Three months ago, I was flying over India, on my way to Bangkok, when I first dabbled into Quality Engineering and Testing.
On that crowded plane, half asleep, half thirsty, and half gazing over the season 19 of Keeping Up With the Kardashians that the couple next to me was watching, I started reading the offline articles on Quality Engineering that I had conscientiously prepared the days before the flight.
Maybe it was something about that situation ––the intense air conditioner, my swollen feet, or insomnia coming to a peak–– but what I was reading started making perfect sense, got me hooked, and from that unpleasant flight until now, I’ve been learning about this exciting, full of potential, and often underestimated field within the industry.
Today I want to gather my thoughts and summarize my learnings regarding the role of the Modern Tester, and I hope that this article will convey that, as testers, our contributions to the success of our software delivery teams are and should be constantly evolving.
Let us first start with a clarification––or rather, a declaration:
Modern Testing is the antithesis of Traditional Testing
More than that, it is the antidote to it.
But why is this change necessary? Simply put, because the world has changed, so have our tools (AI, Big Data, OpenSource, etc) and processes (Agile widely replaced e.g. Waterfall), and our roles should adapt as well.
For this matter, the Modern Tester does some testing, but their main activity is not hunting for bugs anymore.
The Modern Tester is not a bug hunter
Woah, woah woah.
Instead, they become a Test/Quality Coach who leads and nurtures a Quality Culture for the whole team.
You may wonder what is a Quality Culture? So let us first define what is Quality at all.
What is Quality and why is it important?
But, before we continue, it is appropriate that we define what Quality is.
Quality is not only about zero-bug-backlog or code correctness, but instead, Quality is a mentality shared by the whole team to deliver sustainable and scalable software that solves the problems that the customer wants to have solved.
Quality is the user’s reaction to what we build.
Quality Culture is a shared mindset toward continuous improvement
So now that we have defined Quality, it is easier to understand the concept of Quality Culture as a mindset shared within the team, that requires learning, tools, and especially leadership, communication, and a profound desire for improvement. This is where the mentioned Quality Coach, i.e. Modern Tester, steps in and leads the way — remember when I mentioned the huge development potential within this field?

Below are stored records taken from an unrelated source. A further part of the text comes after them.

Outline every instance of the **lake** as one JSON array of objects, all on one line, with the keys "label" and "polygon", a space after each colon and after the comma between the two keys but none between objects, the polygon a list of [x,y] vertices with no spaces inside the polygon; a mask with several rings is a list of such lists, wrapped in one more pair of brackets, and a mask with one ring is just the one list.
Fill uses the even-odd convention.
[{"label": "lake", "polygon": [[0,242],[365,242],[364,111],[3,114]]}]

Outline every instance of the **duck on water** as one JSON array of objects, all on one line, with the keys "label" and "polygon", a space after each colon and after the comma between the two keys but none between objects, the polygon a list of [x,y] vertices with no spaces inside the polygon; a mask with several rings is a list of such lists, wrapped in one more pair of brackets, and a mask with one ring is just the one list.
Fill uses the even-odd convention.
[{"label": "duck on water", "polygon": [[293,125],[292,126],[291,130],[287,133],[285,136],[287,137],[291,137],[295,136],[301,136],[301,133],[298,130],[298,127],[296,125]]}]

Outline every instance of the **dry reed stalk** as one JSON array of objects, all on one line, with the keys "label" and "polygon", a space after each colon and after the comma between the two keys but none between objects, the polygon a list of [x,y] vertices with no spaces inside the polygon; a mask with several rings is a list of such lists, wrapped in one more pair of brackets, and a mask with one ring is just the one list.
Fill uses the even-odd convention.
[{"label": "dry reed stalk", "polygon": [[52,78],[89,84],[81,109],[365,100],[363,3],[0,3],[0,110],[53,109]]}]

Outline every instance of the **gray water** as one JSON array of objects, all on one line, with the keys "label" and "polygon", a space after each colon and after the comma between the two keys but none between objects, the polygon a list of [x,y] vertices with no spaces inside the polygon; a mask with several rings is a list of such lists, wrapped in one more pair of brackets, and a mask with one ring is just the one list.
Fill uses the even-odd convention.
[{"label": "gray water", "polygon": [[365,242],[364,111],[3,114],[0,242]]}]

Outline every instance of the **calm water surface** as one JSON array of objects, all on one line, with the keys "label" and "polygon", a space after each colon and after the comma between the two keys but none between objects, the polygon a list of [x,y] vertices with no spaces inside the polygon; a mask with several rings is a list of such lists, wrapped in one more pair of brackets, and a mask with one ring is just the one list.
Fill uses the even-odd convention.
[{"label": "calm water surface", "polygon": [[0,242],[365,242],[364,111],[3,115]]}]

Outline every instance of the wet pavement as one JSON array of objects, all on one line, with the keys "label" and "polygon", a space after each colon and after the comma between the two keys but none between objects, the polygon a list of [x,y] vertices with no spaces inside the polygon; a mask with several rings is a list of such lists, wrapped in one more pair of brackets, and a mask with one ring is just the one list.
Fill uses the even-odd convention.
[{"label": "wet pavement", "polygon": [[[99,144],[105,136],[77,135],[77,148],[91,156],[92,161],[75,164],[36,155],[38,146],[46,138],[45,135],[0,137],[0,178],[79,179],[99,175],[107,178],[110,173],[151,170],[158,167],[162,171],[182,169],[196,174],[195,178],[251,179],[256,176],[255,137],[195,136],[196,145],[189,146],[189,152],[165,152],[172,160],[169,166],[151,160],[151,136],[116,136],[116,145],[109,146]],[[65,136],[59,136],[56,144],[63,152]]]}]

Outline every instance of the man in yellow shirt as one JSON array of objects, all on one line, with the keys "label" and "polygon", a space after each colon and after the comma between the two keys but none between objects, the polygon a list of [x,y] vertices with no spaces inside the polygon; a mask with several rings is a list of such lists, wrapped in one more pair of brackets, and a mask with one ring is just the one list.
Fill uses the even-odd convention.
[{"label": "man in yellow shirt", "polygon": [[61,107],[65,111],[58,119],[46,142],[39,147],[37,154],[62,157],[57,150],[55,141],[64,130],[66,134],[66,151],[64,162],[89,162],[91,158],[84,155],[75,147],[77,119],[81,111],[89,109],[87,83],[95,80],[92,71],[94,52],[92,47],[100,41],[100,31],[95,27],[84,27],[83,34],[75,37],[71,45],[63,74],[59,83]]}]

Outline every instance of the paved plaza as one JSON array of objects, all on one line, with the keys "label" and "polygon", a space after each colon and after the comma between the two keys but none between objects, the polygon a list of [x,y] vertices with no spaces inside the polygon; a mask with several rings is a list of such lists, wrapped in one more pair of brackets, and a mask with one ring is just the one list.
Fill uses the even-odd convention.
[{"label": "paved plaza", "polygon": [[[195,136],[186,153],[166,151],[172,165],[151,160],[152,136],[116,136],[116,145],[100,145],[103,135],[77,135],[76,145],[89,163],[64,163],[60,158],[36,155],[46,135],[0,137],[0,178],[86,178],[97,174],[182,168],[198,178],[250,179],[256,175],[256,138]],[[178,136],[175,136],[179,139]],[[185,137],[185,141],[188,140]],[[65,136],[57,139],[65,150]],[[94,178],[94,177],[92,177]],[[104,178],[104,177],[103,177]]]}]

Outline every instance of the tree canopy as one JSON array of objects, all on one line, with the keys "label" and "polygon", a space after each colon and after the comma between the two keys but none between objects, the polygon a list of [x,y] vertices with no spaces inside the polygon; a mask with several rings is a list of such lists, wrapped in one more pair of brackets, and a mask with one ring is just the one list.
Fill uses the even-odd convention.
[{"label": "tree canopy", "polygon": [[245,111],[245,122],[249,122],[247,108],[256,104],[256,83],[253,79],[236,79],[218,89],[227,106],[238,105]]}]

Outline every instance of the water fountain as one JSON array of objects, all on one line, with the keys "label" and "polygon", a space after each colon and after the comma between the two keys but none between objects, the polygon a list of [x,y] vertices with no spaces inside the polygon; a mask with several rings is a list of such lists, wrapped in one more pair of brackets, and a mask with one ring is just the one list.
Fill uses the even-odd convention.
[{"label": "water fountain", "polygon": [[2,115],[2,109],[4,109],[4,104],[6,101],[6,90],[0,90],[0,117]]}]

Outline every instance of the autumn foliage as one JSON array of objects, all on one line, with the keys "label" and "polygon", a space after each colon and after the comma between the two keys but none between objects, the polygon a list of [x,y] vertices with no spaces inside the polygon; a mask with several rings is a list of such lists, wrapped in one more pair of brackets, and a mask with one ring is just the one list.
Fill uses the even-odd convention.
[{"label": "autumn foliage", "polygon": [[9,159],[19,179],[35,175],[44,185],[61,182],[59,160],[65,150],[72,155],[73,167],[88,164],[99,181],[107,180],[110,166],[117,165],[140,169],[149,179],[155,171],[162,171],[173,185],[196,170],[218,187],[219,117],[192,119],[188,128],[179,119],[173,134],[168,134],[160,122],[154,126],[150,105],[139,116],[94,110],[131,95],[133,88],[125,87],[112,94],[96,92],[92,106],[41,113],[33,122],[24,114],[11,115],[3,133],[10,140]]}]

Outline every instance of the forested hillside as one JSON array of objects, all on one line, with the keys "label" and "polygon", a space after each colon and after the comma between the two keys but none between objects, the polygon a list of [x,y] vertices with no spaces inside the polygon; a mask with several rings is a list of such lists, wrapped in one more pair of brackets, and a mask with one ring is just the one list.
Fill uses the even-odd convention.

That is all great, but how can we create this Quality Culture?
Basically, by helping the team learn from mistakes and adapt. It sounds logical because it is.
And the best part, of course, is the results:
The Modern Tester's main goal is to accelerate the team
I still remember a couple of years ago, in August, when the by-that-time colleague went on vacation and the whole system almost collapsed because this person was the only one who knew some specific application commands. This person was a bottleneck, i.e. a member of the team who is specialized in something that is otherwise not well known by the rest of the team. If this one fails, everybody fails. That was not good — and it could have been avoided!
By sharing testing practices and knowledge within the team, and becoming more generalists about their abilities, an organization spares itself not only bottlenecks but also that summertime sadness. And this, overall, speeds up the team on the shipping of quality, cuts out delays, and eliminates inefficiency.
Software Engineer (specializing) in Test
To holistically approach the product and easily spot places for improvement, the Modern Tester is in close contact with the Product team; nevertheless, they are an equal member of the Engineering team, have a general understanding of engineering, and specialize in testing — and parallelly, other software engineers of the team specialize in Frontend, Backend, Systems, DevOps, etc, respectively. They are all specializing generalists!
So far we have talked about a couple of things regarding the role of the Modern Tester, and as a visual learner myself, I have created some visual aid that summarizes and enhances the previous information:
These are my biased thoughts strongly inspired by Lisa Crispin, Janet Gregory, and Alan Page and Brent Jensen’s AB Testing Podcast. Last but not least, especially thanks to Priscilla and Simon, who introduced me to this marvelous world of Modern Testing.
Now it is your turn to share your thoughts on this Modern Tester approach. Are you curious about it? Do you already implement it within your organization? Or do you prefer to stick to the traditional testing approach?